Along with a few snapshots, I've included here a few of the sketches from the trip.

Now I am back home in New Mexico, teaching my last one-on-one painting intensive here for the season.  After that, I have a few weeks to work on house projects—no, I don't get to paint every day and every minute!—and then we will be on our annual springtime migration back east.

"Big Butte" 6x9 oil - available

"Face Rock" 9x6 oil - available

"In the Canyon" 9x12 oil - available

"Spring in the Canyon" 9x12 oil - available

"Weather Change" 6x9 oil - available

Wednesday, April 10, 2019

Painting Road Trip - Interim Report

I'm currently on the road with a painting buddy.  Right now, we are in Monument Valley, Utah.  Here are a few photos. I'll post more once I'm home.  Cell service is very flakey here. I am posting to Instagram when I can. Follow me on Instagram at https://www.instagram.com/mchesleyjohnson




Wednesday, April 3, 2019

Reversing the Plein Air Painting Process

Color field study for "Early Spring Day" - 12x9 oil

Last week, when I was teaching my one-on-one private painting intensive, we did something a little different regarding plein air painting.  Normally, one starts in the field and, if the painting doesn't quite meet expectations, finishes in the studio.  This time, although we did some preliminary work in the field, we did most of the work in the studio, and then finished in the field.  It's a reversal, of sorts, of the usual process.

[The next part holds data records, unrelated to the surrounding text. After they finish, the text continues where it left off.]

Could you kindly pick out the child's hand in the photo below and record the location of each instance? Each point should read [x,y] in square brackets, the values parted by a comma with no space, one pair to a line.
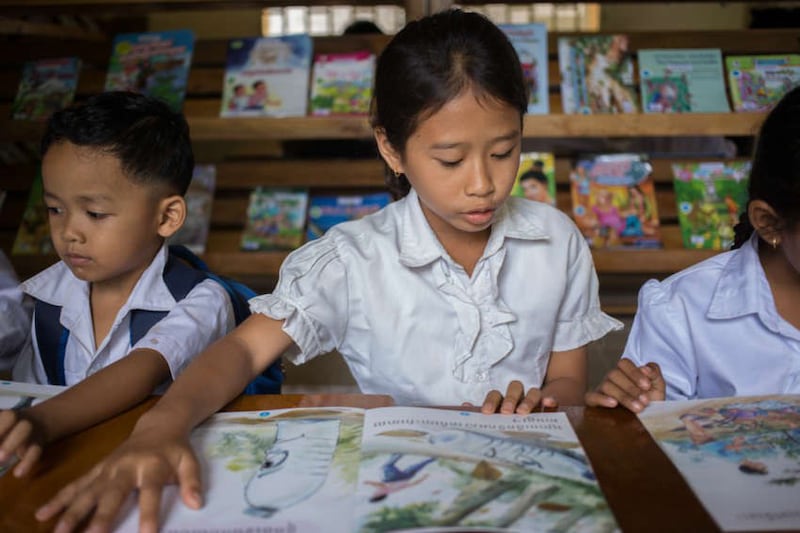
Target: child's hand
[516,401]
[629,385]
[20,438]
[144,462]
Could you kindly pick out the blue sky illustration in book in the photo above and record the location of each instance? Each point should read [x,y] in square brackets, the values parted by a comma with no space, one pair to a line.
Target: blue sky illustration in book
[741,456]
[596,74]
[530,42]
[152,63]
[683,81]
[267,76]
[46,86]
[757,82]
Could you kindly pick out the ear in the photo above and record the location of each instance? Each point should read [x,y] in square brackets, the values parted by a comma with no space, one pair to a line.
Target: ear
[388,152]
[765,220]
[171,215]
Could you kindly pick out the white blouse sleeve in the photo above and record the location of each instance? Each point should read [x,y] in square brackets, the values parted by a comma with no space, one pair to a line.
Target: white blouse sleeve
[661,334]
[311,297]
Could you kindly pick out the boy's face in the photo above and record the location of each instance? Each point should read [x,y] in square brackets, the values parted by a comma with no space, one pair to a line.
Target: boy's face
[104,226]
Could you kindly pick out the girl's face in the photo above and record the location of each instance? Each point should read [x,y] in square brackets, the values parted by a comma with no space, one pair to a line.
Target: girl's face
[462,162]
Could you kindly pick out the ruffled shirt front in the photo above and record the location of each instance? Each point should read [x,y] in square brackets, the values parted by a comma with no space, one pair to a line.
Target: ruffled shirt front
[411,323]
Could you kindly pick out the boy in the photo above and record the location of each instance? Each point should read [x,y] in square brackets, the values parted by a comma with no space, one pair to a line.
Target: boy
[114,174]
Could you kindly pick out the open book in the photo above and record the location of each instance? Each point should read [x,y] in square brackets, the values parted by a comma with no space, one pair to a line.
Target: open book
[393,468]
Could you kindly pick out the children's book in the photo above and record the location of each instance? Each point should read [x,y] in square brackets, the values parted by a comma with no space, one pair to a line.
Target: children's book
[267,76]
[194,232]
[530,42]
[536,177]
[389,469]
[613,201]
[33,234]
[757,82]
[342,83]
[682,81]
[275,219]
[46,86]
[152,63]
[740,456]
[710,197]
[597,74]
[327,210]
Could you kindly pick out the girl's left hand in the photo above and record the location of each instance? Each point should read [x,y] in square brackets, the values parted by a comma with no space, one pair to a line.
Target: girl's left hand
[516,401]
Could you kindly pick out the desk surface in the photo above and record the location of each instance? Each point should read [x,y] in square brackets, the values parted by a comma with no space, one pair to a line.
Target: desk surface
[643,488]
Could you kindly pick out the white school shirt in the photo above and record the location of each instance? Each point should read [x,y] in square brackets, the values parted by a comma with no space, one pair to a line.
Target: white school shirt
[410,322]
[203,316]
[714,330]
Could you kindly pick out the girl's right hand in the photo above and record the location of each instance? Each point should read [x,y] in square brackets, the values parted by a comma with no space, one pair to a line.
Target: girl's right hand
[631,386]
[145,462]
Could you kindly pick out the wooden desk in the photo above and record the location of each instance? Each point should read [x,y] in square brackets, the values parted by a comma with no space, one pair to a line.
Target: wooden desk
[643,488]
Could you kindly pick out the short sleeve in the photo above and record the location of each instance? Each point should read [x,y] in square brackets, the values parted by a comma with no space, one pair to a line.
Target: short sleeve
[580,319]
[311,297]
[661,334]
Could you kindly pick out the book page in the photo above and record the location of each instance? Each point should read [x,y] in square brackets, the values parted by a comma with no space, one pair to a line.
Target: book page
[741,456]
[454,471]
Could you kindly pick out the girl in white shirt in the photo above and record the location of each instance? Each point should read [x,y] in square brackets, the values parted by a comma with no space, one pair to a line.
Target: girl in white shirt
[730,325]
[453,294]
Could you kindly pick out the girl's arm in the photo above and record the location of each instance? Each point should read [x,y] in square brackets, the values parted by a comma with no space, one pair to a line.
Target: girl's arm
[158,450]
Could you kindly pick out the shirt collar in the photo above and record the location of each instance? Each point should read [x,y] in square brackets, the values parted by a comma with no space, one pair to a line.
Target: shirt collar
[419,245]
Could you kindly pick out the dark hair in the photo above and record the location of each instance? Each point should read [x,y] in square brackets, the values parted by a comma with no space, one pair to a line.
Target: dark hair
[150,140]
[775,173]
[430,62]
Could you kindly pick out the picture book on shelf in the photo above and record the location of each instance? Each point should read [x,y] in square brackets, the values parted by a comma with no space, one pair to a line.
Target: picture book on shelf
[597,74]
[710,196]
[327,210]
[275,219]
[740,456]
[267,76]
[530,42]
[682,81]
[152,63]
[536,177]
[339,469]
[33,234]
[199,198]
[614,202]
[342,83]
[46,86]
[757,82]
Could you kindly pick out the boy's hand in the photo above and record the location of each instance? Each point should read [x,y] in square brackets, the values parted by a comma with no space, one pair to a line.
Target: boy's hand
[20,438]
[145,463]
[629,385]
[516,401]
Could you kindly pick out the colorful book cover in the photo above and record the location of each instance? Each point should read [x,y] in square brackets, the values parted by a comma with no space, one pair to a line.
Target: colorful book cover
[152,63]
[33,234]
[536,177]
[347,470]
[46,86]
[682,81]
[267,76]
[275,219]
[342,83]
[740,456]
[327,210]
[614,203]
[199,198]
[530,42]
[710,198]
[597,75]
[757,82]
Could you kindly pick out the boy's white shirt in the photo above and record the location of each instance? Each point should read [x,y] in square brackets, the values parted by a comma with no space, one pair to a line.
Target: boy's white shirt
[715,331]
[203,316]
[412,324]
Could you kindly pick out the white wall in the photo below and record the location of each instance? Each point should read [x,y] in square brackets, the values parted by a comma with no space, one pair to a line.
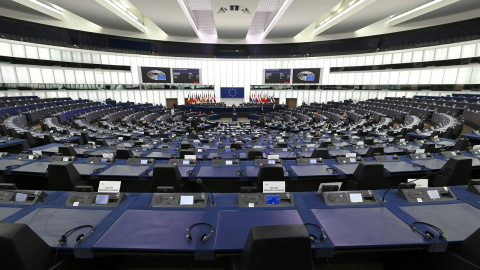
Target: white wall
[235,73]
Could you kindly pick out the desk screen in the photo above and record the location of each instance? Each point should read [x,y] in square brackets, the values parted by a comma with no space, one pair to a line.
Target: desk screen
[20,197]
[101,199]
[277,75]
[273,199]
[186,75]
[433,194]
[356,197]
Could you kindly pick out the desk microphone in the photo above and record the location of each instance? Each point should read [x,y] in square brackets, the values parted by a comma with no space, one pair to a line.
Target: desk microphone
[446,169]
[293,148]
[200,182]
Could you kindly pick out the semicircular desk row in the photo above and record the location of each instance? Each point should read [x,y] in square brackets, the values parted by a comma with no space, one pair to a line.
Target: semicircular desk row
[225,174]
[136,223]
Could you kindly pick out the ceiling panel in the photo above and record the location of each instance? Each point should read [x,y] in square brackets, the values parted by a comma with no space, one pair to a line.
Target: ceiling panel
[233,24]
[95,13]
[9,4]
[374,12]
[170,18]
[299,15]
[455,8]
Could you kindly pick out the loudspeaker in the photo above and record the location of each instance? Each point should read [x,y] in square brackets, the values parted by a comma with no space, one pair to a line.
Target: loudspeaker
[22,248]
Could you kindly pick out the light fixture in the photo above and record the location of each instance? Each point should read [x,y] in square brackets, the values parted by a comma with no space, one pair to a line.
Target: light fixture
[280,11]
[124,11]
[51,8]
[246,11]
[396,17]
[334,18]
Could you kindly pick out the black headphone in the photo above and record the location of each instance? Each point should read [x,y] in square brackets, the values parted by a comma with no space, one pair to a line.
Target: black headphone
[80,237]
[428,234]
[313,238]
[204,237]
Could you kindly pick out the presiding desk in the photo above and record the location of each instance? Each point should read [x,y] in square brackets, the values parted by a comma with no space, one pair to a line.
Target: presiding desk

First, we went on-location to make a quick color study and to take a few photographs.  We then went back to the studio, where we created several design sketches based on this material.  The  original color study, of course, captured nothing of the vastness of the scene, nor did the snapshots do it justice; so instead, we made a series of charcoal sketches, playing with format and scope, until we got the sense of scale we wanted.  Once this was settled, we transferred the design to the canvas on which we intended to make the final painting.  After that, we blocked in color, referring to the field study but pushing the color, with the goal of creating the sense of light we experienced in the field.

Reference photo

Charcoal design sketches

Studio step for "Early Spring Day"11x14
(First I toned canvas with Gamblin Fastmatte Transparent Earth Red)
This is what I took to the field to finish

All this work gave us a powerful start to the final painting, so when we returned to the field, we had much more time to adjust color and contours and to unify the elements before the light changed.

We found this an incredibly relaxing way of plein air painting—do the grunt work in the studio where you can take as much time as you need, and then once in the field, where time becomes a factor, you can can bring your vision to a successful completion.  (By the way, I demonstrate this and other outdoor painting techniques in my book, Outdoor Study to Studio: Take Your Plein Air Painting to the Next Level, available at Amazon.)

Finished painting:
"Early Spring Day"
11x14 Oil/canvas
Available - $800 unframed

This week I am in Sedona teaching my all-level plein air workshop.  From there, I will embark on a painting trip via RV with my friend, M.L. Coleman.  Our expedition will take us to northern Arizona to the Navajo reservation.  If I'm out of cell range and can't post, I'll definitely post a trip report on my return.